Guyanese would recall when President David Granger came to office, he made it clear his government would not tolerate extrajudicial killing. For the period the Coalition was in office citizens did not have to live in such fear. That five-year period also proved the Force can desist from such lawlessness.
The extrajudicial killing of any poses clear and present danger to all. Lest it be taken for granted, or supported, when the police are allowed to act outside of the law, they threaten the life and safety of all, including the law-abiding. Orin Boston of Dartmouth is one such case. There was nothing against this young man but some bloodthirsty, misguided, and trigger-happy policemen who felt they had a target to kill.
And last Friday we saw another level of police lawlessness. When former Assistant Commissioner of Police, Paul Slowe, appeared at the Magistrate Court, responding to a summons to do so, four officers attempted to arrest him for the same offence he was appearing for. He stood his ground and asserted his rights.

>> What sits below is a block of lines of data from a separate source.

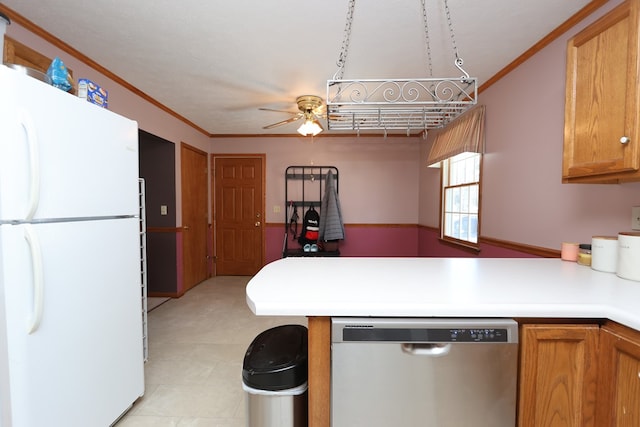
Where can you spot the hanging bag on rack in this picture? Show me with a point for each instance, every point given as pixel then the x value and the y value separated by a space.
pixel 310 227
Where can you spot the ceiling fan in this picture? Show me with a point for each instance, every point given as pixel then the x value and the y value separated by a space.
pixel 311 110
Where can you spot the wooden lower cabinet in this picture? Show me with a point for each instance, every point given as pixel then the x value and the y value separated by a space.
pixel 619 386
pixel 558 375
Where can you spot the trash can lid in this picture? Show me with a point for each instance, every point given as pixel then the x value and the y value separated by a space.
pixel 277 359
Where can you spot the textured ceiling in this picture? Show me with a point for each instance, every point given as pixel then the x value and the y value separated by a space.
pixel 216 62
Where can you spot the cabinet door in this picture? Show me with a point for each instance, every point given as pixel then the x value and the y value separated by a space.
pixel 619 387
pixel 601 98
pixel 558 375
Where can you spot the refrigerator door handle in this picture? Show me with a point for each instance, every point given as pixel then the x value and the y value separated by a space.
pixel 34 163
pixel 38 280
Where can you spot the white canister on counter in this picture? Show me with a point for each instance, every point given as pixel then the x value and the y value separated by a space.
pixel 629 255
pixel 604 253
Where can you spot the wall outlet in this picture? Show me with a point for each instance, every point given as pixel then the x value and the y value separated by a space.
pixel 635 218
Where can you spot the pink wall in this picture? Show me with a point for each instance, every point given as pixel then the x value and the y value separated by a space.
pixel 523 198
pixel 390 241
pixel 385 180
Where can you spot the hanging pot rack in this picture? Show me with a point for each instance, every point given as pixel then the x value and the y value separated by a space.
pixel 406 104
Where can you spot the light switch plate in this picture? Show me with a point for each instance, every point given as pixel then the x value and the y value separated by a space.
pixel 635 218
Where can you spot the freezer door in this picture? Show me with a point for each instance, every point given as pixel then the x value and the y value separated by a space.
pixel 61 157
pixel 73 321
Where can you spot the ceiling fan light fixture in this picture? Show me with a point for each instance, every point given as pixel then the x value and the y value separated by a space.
pixel 310 127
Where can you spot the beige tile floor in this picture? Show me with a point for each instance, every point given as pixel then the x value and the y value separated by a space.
pixel 196 346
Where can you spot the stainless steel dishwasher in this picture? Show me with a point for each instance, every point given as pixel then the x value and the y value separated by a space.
pixel 423 372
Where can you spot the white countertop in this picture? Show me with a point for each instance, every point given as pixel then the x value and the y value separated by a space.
pixel 442 287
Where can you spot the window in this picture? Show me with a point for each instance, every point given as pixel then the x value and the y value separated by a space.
pixel 460 216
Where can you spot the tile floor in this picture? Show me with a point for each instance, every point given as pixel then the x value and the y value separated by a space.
pixel 196 345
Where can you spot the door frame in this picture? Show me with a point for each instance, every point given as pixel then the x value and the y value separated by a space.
pixel 183 286
pixel 214 224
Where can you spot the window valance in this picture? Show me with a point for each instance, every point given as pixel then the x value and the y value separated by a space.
pixel 464 134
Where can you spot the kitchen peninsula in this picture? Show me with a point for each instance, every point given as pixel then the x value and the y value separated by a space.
pixel 321 288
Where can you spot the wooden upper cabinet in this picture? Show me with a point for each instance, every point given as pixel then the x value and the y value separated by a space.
pixel 619 387
pixel 558 375
pixel 601 135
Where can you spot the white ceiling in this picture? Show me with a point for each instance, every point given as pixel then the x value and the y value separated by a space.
pixel 216 62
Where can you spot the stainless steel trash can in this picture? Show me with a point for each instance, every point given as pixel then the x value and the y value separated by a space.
pixel 274 376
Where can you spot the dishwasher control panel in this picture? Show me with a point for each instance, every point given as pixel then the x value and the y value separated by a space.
pixel 423 335
pixel 438 331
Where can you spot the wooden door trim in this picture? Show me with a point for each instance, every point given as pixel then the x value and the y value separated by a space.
pixel 185 146
pixel 212 174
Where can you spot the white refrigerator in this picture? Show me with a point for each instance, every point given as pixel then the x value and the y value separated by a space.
pixel 71 350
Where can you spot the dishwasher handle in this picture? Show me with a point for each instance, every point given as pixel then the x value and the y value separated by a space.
pixel 426 349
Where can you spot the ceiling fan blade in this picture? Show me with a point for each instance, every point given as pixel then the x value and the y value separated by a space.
pixel 284 122
pixel 279 111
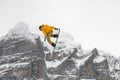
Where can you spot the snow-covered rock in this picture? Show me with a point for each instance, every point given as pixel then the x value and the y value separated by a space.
pixel 24 56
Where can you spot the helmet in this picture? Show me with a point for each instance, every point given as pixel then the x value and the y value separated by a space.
pixel 40 27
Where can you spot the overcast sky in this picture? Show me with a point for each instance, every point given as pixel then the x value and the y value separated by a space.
pixel 92 23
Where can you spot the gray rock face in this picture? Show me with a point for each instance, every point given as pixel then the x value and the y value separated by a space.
pixel 23 58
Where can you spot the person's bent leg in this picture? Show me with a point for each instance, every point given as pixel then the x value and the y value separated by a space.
pixel 54 35
pixel 49 41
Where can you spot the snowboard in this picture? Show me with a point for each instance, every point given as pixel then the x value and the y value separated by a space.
pixel 56 40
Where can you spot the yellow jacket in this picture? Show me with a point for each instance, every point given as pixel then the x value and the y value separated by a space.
pixel 46 29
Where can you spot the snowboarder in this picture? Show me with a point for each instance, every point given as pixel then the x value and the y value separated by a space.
pixel 48 32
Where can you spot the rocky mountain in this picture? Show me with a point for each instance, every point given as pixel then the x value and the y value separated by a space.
pixel 24 56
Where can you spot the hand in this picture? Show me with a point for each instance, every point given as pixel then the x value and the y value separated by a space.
pixel 45 39
pixel 56 28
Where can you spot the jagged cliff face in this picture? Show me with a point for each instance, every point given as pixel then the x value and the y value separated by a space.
pixel 23 56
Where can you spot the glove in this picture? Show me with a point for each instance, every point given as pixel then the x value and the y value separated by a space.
pixel 56 28
pixel 45 39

The mistreatment and disrespect meted out to Slowe is reminiscent of the immediate post-slavery environment, when the newly freed were threatened and intimidated – going about their lawful business – by the colonial authority and plant class in effort to marginalise or keep persons ‘in their place.’ It is an insidious form of profiling giving rise to concern Guyana, too, is having its George Floyd moments and experiences.
Fellow Guyanese, we are living in dangerous times. All right-thinking persons are being called on to condemn the atrocity being committed against the people using state apparatus. Today it is Slowe, Boston, et al. Tomorrow it could be you. For clearly the police no longer have regard for Law and Order and basic human rights.